It was business as usual at the Cutchogue 7-Eleven Tuesday morning, where a steady stream of customers entered the store looking for their coffee fix.  There was, however, one notable exception: the employees some customers said they knew on a first name basis were nowhere in sight.

The 7-Eleven was among 10 Long Island locations, including the Greenport store, raided Monday by federal agents as part of a nationwide immigration and identity theft investigation. Eight male and one female 7-Eleven owners and managers were arrested for conspiring to steal the identities of more than 20 citizens, then hiring dozens of illegal immigrants to work at the 10 7-Eleven locations on Long Island and two more in Virginia, federal officials said.

The accused gave the illegal immigrants, who were of Pakistani and Filipino descent, false names to dodge authorities, stole portions of their wages and forced them to live in housing the defendants owned, according to a federal indictment.

Brenden Moschinger, who lives in Southold, said he stops at the Cutchogue 7-Eleven every day on his way to work. Today, he exited the store carrying a tray loaded with a frosted donut, coffee and a large soda.

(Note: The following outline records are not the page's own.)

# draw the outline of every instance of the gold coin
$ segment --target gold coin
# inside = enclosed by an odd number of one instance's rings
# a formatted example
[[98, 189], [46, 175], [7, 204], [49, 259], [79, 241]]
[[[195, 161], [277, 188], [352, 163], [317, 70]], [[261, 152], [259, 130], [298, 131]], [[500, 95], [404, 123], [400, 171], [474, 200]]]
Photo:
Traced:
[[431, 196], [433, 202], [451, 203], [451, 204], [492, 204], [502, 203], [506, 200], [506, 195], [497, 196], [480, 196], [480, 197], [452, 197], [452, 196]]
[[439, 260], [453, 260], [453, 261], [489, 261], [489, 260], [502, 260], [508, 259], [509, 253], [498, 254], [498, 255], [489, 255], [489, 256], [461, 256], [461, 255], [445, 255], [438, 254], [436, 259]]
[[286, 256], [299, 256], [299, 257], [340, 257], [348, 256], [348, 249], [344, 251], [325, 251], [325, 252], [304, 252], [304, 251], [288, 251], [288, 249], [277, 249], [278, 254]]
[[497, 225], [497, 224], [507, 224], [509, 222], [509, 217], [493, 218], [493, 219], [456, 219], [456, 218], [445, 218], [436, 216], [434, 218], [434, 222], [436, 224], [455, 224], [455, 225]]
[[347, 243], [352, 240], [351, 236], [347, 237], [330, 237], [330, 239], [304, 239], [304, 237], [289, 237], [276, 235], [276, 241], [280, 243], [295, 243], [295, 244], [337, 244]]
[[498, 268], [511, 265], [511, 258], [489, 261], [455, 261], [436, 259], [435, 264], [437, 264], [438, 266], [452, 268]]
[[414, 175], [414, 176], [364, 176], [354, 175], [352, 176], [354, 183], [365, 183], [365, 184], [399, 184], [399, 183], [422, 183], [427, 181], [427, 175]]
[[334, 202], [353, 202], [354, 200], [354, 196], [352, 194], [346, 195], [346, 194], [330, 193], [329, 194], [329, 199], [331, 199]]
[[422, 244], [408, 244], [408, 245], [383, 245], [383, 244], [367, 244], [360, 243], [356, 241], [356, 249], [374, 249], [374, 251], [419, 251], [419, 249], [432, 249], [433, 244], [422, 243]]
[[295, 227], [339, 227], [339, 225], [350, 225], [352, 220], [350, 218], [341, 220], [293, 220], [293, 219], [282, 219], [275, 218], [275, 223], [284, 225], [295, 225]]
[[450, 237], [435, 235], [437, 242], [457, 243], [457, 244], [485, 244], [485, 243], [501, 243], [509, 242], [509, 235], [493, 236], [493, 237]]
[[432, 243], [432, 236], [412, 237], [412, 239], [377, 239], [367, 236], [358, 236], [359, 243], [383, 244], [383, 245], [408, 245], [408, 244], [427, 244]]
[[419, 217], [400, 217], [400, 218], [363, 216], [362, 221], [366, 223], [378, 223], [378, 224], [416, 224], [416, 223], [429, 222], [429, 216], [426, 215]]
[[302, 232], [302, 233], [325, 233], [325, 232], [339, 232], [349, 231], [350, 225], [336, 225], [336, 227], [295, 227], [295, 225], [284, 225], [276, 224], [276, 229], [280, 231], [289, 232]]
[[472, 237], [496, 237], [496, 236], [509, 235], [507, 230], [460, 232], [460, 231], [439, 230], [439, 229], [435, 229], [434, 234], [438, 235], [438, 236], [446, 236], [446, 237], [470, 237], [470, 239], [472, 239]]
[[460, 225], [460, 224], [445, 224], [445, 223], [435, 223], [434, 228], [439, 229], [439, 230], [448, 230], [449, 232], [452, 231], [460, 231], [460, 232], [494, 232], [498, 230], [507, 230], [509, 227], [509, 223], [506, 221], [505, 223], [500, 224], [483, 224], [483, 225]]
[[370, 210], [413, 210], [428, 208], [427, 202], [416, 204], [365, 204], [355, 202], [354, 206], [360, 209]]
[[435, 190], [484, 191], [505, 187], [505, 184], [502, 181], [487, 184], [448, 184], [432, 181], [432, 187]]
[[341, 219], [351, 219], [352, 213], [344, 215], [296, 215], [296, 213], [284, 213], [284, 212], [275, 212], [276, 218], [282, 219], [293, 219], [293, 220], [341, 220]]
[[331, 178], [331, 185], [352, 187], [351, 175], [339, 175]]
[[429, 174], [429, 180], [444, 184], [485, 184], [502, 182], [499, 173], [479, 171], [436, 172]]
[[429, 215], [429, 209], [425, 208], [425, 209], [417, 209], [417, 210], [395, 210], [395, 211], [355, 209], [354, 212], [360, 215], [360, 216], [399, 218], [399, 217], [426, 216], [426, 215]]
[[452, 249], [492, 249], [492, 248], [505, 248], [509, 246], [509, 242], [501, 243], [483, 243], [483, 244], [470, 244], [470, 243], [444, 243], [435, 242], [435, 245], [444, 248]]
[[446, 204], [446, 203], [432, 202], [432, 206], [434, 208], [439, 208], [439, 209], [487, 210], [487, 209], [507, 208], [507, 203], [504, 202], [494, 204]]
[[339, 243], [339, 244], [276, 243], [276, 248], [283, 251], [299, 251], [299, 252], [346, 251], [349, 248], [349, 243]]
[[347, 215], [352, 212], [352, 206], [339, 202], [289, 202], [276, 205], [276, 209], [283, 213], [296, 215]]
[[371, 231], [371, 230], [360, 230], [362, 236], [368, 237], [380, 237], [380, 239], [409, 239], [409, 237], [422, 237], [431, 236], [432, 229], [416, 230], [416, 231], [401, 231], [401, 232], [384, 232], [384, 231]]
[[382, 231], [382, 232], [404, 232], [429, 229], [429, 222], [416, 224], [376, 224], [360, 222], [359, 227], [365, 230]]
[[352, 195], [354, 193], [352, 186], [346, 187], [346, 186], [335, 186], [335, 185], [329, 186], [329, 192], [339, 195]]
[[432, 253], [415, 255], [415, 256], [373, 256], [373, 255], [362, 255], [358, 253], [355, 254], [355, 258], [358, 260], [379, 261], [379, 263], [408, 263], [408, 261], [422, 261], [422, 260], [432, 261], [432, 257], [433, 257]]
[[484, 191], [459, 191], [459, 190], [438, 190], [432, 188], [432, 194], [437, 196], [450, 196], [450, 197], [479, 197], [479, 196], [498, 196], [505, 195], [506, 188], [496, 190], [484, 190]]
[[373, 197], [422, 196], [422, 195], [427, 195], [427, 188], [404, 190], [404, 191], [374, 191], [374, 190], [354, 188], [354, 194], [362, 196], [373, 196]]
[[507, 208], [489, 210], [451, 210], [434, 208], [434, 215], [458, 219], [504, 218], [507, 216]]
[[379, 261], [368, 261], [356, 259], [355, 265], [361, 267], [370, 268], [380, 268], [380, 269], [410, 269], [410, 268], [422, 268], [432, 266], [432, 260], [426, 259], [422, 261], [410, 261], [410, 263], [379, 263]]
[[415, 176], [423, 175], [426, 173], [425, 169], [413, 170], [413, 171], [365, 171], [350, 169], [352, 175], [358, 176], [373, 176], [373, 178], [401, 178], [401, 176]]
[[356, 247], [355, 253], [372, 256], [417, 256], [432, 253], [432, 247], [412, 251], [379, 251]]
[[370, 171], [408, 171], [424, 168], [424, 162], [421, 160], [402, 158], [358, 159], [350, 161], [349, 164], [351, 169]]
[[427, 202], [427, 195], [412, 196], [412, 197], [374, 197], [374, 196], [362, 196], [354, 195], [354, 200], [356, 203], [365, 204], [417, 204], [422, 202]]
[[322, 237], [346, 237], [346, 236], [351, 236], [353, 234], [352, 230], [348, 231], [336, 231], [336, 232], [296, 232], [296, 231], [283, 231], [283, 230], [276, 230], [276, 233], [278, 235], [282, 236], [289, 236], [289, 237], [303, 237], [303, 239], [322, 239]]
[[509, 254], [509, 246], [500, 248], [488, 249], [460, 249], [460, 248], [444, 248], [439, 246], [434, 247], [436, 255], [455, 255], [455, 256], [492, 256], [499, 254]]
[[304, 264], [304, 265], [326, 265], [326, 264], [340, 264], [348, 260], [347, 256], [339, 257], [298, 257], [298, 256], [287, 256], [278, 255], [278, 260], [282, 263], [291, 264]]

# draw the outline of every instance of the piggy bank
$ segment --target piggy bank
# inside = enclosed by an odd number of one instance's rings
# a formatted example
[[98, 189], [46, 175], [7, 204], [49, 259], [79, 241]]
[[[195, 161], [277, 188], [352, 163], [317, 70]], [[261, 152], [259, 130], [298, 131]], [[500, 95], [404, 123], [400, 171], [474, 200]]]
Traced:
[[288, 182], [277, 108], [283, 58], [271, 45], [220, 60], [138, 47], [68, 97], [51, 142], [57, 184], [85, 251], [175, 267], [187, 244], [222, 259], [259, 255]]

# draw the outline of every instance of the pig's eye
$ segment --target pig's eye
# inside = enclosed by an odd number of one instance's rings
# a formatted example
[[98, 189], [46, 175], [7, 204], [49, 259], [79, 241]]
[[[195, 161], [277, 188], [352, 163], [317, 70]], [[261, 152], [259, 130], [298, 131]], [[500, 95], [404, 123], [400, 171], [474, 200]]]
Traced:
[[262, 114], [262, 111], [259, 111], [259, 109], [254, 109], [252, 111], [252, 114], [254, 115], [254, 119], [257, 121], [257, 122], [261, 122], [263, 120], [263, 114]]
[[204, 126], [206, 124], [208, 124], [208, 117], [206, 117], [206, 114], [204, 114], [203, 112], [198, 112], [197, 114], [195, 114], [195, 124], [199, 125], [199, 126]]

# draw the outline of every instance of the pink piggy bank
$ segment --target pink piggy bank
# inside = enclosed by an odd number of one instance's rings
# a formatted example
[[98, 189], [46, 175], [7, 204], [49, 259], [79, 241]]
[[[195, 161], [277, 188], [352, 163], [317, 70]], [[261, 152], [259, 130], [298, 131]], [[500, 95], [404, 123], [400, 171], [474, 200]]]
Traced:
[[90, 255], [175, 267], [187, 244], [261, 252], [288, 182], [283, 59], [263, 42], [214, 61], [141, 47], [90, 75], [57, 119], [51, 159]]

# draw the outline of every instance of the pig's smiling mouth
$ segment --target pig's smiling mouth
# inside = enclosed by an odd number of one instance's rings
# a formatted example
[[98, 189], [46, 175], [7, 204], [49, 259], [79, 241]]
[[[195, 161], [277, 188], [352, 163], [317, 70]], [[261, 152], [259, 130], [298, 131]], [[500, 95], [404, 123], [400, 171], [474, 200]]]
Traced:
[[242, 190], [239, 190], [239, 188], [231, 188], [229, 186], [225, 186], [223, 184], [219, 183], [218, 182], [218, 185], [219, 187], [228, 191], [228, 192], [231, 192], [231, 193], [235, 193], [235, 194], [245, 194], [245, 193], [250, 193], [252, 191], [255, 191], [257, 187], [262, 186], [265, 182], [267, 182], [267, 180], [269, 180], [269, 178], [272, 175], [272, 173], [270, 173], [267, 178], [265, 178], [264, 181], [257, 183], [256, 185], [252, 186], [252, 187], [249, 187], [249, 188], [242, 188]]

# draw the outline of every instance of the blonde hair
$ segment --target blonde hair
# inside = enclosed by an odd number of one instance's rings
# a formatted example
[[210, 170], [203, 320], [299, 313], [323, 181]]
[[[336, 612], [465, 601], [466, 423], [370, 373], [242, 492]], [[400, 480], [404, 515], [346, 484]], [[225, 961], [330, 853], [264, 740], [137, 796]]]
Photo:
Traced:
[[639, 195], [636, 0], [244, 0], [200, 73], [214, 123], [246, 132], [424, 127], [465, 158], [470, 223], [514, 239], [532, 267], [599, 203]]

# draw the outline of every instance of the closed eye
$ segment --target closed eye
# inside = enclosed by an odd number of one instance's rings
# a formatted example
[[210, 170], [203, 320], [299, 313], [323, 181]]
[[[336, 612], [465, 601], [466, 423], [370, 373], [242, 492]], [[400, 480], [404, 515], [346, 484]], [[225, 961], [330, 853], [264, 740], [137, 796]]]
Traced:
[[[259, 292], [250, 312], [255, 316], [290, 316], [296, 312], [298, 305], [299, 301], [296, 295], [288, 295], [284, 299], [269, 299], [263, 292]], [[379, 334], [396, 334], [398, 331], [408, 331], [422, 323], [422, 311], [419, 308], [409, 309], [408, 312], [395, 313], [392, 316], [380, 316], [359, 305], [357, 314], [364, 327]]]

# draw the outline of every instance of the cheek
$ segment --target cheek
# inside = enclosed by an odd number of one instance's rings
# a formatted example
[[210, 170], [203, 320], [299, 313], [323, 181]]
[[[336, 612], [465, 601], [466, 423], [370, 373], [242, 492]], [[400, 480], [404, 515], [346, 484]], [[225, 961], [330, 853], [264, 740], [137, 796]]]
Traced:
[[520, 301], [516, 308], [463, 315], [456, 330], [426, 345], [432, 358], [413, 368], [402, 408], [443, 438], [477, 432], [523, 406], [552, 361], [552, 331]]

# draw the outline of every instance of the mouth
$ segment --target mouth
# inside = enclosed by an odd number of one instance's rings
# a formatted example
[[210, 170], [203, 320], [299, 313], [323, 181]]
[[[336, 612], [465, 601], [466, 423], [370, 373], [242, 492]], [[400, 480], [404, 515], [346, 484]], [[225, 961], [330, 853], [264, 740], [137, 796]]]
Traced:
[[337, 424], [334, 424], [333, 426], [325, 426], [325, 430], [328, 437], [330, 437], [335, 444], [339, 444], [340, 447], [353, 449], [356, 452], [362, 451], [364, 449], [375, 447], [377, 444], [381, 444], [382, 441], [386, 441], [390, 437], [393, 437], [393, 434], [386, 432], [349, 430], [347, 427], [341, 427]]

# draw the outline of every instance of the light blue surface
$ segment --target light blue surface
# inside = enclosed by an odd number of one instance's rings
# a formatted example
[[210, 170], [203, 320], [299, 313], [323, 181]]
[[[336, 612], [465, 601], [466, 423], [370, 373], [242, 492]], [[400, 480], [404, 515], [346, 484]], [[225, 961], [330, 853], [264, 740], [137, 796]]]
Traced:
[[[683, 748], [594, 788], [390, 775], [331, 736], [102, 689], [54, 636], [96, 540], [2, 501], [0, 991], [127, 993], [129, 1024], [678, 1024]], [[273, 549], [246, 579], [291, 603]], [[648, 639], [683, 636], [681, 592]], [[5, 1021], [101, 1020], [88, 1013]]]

“It’s kind of sad because they’re all hard workers,” Mr. Moschinger said of the store’s employees. “I guess nobody really knew they were working for almost nothing.”

“I haven’t seen [the owner] in a long time,” he said. “He didn’t seem like he would do that kind of thing, but I guess money gets the better of you sometimes.”

Wendy James, who lives in Cutchogue and has been coming to the store for the past 15 years, described the situation as “really sad.”

“I’m not sure what to think,” Ms. James said. “All these people were kind of our friends. I just wonder if any of the people were legal and if they will be coming back.”

The news also came as a surprise to customers who arrived at the store in Greenport just before it reopened Monday afternoon.

“Wow! That’s interesting,” remarked J.P Groeninger of Bohemia, who was in town to perform at the nearby Shakespeare in the Park. “The staff is always nice to me.”

Bill King of Orient called the news “wild.”

“The staff is pretty nice,” he said. “But I guess a couple of them were undocumented folks. There’s a lot of that around here.”